Note: This phrase not only refers to reprimanding, but also to someone that will not stop talking. When someone won’t stop talking and does not realise that other people want to say something too, we tend to use phrase držati govor. This alludes to the fact that what we are listening to is very boring.
Do/take an exam
In this case, the most suitable phrase to use would be polagati ispit. However, you may also hear students using the phrase idem na ispit, which usually implies “taking an exam.” In some cases, though, it can simply mean “to be present” and “to listen” to fellow students taking their exam.
- Studenti danas polažu ispit iz srpskog jezika (Students are taking a Serbian language exam).
- Danas idem na ispit. Nadam se da ću ga položiti. (I’m taking the exam today. I hope I pass it.)
- idem, from the verb ići (to go).
Note: In Serbia, studying is one of the most important parts of our lives. Even nowadays, today’s children are the first in many families to be enrolled in university.

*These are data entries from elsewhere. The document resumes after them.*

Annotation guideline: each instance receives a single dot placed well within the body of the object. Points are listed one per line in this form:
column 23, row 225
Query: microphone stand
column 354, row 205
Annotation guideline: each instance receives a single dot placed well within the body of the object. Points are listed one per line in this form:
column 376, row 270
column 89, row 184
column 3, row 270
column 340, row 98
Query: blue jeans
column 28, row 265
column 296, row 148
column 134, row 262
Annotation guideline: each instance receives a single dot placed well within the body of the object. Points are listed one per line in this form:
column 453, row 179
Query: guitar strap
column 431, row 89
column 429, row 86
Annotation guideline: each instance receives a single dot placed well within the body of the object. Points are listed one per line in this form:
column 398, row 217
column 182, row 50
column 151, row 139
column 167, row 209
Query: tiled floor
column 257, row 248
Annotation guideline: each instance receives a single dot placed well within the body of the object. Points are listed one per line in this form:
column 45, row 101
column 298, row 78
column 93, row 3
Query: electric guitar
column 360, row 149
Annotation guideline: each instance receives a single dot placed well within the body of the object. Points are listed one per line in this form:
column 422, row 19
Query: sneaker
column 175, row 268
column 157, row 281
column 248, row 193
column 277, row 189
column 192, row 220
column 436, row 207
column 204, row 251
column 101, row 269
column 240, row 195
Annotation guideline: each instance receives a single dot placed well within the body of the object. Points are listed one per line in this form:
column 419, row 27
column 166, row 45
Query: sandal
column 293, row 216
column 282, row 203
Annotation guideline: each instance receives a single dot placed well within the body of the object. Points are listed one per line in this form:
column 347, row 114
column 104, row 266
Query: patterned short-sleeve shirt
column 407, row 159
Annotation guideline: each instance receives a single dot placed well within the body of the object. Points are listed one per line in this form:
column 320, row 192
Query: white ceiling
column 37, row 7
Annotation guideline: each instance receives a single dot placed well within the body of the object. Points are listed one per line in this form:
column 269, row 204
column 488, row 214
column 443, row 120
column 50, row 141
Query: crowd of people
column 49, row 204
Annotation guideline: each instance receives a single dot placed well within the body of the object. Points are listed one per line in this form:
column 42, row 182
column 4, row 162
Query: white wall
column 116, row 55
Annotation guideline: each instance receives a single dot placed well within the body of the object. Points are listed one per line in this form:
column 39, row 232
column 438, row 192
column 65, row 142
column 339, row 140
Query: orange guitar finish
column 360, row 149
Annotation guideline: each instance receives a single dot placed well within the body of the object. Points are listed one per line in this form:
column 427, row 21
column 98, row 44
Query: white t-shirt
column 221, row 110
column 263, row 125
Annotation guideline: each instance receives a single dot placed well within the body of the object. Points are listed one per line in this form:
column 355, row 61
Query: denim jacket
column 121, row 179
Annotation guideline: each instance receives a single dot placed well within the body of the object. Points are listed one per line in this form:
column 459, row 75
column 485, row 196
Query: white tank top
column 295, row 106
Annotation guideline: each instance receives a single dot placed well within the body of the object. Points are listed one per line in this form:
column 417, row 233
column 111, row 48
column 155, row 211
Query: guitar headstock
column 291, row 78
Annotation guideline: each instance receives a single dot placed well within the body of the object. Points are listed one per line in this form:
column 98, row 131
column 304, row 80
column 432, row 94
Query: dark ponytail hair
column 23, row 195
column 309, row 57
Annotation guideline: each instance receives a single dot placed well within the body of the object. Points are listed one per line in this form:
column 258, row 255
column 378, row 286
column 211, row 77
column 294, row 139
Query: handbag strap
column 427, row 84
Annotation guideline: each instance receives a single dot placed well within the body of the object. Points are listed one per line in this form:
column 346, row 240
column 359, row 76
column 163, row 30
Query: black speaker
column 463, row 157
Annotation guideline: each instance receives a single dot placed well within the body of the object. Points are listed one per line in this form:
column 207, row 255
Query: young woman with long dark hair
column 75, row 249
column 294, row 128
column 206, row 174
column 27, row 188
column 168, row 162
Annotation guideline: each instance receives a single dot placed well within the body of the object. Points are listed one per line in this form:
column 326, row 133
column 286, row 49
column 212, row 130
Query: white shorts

As you can see in most of these cases, there is no connection between the verbs in English and in Serbian, so they should be learnt by heart. I suggest using flash cards or making your own to help you memorise them. Also, make sure to create your own sentences; it will be easier to remember your own ideas. Furthermore, remember to check your sentences in the discussion section, ask a question using the italki platform, or simply ask your teacher.
Finally, I also hope that the notes included for each phrase helped you to better understand the way of life and the way of thinking in my country. I believe that learning interesting facts related to these phrases can help you to better remember them.